Quote from: Josquin des Prez on July 16, 2010, 06:31:54 PM
Besides the fact genius is a phenomena entirely separate from intelligence, i don't see how a poor education is a sign of intellectual deficiency. Surely, you don't believe Beethoven was actually too stupid to learn something that even a child knows how to do today, do you?

I believe it is possible to be gifted in some areas and deficient in others. No doubt Beethoven had a poor education in our sense of the word, but from the little I've found on the subject, he apparently had no head for math. (As for the children of today, they learn how to use a calculator very well, making me wonder what kind of sense they have of numbers. I have had the experience of asking for $25 additional on my debit card at the grocery, and seeing the teenage checker pull out a calculator.)
"I don't know what sforzando means, though it clearly means something."

Brian

#81
Quote from: Sforzando on July 16, 2010, 07:37:49 PM
I believe it is possible to be gifted in some areas and deficient in others. No doubt Beethoven had a poor education in our sense of the word, but from the little I've found on the subject, he apparently had no head for math. (As for the children of today, they learn how to use a calculator very well, making me wonder what kind of sense they have of numbers. I have had the experience of asking for $25 additional on my debit card at the grocery, and seeing the teenage checker pull out a calculator.)

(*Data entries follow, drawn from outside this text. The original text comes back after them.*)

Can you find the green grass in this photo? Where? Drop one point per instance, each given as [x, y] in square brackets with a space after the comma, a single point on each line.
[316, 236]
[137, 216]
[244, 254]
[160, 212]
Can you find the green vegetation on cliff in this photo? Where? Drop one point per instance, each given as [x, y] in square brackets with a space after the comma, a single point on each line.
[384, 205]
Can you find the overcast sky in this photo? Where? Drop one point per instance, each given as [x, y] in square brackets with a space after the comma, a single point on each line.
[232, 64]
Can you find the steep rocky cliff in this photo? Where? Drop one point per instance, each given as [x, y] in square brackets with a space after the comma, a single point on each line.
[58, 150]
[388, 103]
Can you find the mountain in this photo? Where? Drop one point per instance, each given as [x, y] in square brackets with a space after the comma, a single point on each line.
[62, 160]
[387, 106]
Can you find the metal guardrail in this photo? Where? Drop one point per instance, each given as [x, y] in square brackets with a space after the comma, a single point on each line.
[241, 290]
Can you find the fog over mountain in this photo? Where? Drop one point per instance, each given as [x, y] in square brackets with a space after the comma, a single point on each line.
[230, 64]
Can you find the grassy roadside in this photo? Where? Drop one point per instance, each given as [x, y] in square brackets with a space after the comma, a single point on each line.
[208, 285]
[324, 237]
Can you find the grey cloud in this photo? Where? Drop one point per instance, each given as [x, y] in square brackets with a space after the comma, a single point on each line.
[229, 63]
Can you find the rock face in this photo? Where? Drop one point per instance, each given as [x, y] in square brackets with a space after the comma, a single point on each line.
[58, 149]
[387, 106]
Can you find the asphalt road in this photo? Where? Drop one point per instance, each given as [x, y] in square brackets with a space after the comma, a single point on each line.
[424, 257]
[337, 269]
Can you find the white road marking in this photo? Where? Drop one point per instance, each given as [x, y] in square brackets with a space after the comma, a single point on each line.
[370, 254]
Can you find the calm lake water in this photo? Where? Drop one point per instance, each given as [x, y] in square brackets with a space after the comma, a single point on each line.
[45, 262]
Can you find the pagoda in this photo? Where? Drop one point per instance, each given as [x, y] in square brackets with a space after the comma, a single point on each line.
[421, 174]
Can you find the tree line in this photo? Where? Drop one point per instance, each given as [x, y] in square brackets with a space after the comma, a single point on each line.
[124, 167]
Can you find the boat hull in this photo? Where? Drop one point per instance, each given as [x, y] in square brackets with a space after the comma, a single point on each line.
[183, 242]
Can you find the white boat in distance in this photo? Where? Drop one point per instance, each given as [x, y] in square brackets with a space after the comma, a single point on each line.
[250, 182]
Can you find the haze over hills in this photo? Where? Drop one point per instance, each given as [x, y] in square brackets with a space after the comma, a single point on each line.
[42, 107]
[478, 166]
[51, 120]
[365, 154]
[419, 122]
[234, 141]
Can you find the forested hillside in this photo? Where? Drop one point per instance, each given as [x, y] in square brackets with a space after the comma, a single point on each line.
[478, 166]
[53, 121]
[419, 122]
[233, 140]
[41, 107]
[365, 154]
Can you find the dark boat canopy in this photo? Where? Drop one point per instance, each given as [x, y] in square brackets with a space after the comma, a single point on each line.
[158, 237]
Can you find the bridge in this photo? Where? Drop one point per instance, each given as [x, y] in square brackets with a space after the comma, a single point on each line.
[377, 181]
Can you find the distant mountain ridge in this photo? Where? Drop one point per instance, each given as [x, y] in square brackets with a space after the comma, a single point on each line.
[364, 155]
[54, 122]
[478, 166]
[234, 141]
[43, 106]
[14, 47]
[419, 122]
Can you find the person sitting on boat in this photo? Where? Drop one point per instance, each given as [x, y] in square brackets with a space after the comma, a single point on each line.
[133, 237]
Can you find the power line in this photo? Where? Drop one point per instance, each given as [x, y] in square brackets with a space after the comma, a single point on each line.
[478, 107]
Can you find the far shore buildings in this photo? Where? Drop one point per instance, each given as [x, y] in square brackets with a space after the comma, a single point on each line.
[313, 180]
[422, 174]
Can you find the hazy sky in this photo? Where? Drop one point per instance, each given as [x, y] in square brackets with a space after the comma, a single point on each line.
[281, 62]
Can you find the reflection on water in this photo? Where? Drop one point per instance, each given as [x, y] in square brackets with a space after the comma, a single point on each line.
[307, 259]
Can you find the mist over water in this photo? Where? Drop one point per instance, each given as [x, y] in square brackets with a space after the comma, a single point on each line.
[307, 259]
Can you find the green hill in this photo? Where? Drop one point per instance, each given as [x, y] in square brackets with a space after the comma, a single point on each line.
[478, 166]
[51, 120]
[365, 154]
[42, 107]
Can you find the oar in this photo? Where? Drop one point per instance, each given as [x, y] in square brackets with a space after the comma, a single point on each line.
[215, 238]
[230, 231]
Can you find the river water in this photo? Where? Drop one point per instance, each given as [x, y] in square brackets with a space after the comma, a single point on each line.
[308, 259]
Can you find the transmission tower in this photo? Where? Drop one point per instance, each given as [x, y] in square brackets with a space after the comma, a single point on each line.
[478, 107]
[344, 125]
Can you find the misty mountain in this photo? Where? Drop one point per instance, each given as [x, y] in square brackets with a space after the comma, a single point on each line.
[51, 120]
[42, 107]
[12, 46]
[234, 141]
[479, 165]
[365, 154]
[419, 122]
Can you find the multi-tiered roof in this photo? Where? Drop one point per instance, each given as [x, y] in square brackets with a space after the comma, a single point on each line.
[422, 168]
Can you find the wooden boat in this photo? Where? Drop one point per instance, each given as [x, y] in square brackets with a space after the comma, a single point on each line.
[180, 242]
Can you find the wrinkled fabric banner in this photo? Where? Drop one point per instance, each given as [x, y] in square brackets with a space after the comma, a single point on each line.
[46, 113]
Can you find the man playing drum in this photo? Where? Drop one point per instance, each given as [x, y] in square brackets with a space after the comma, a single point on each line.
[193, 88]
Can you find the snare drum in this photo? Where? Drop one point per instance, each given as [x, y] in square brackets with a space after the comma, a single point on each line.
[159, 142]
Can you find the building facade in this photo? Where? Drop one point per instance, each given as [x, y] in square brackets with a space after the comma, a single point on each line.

Indeed, I work at my local Walmart and people are always impressed that I can do basic math in my head, like telling them how much more it would cost to add something, or whatnot. I thought that was what you were supposed to learn. Oh well.

Then again, not many people at my local Walmart would be able to confirm that Beethoven was, indeed, awful at math. Unfortunately I can't find the passage in Solomon where I learned this, having failed to find anything about math in the index...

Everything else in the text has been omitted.